Question 4 – Solution
i) EG = FH because C is the midpoint of FH, which implies FC = CH and GH = EF. So, EG = EF + FG = EF + FC = FH.
ii) Since C is the midpoint of FH, CH = 1/2 FH. So, EF = FH – GH = FH – CH = 1/2 FH. EH = EF + FG + GH = EF + FC + CH = EF + 1/2 FH = 1/3 EH.
Question 5 – Solution
a) A rough figure would show two lines intersecting at X.
b) True. Two chords in a circle will always intersect, either inside the circle or, if extended, outside.
c) The sketch would show a four-sided shape with lines drawn between opposite corners. The intersection of the diagonals would be inside the quadrilateral.
Question 6 – Solution
a) Sum on the number line = -6 – 2 = -8.
b) Computation result = -250 + 324 – 237 + 630 = 467.
c) Using the given values, pq = -|12-18| + 5 = -|-6| + 5 = -6 + 5 = -1.
Question 7 – Solution
a) The HCF of two consecutive even numbers is 2.
b) For a number to be divisible by 9, the sum of its digits must be divisible by 9. Summing up the digits we have: 7 + 9 + 2 + 8 + 4 + 5 = 35. To make it divisible by 9, the sum must be the next multiple of 9 after 35, which is 36. Thus, the smallest value of * is 1.

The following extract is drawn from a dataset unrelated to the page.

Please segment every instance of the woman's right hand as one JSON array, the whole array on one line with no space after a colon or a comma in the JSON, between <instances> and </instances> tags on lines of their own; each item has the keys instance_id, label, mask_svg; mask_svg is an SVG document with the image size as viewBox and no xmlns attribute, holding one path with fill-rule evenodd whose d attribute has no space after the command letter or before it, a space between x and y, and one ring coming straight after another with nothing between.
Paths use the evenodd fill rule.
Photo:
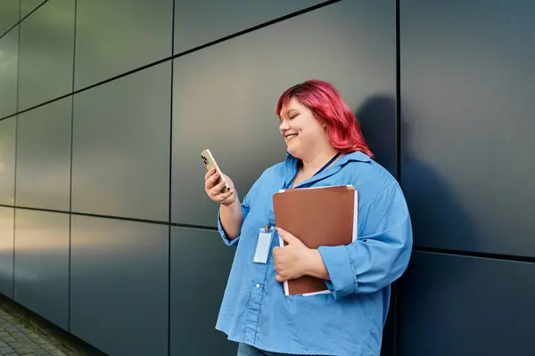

c) The LCM of 15, 25, and 40 is 600. Adding 4 to the LCM, we get 604. However, this isn’t a 4-digit number. To get the smallest 4-digit number that fulfills the condition, we can add 600 (the LCM) to 604. So, 1204 is the number.
Question 8 – Solution
First, compute the sums: -256 + 152 = -104 and 452 – 782 = -330. Subtracting these results, -330 – (-104) = -226.
Question 9 – Solution
A trapezium (or trapezoid in some countries) is a four-sided figure with one pair of parallel sides. A trapezium is called an isosceles trapezium when its non-parallel sides are equal in length. An isosceles trapezium will also have angles that are equal where the sides meet the longer base.
Question 10 – Solution
a) Using the distributive property: 12345 * (28 + 12 + 60) = 12345 * 100 = 1,234,500.
b) Using multiplication: 1098 * 97 = 106,506.
Question 11 – Solution
Let the unknown number be x. From the equation x + (-9) = 13, x = 13 + 9 = 22.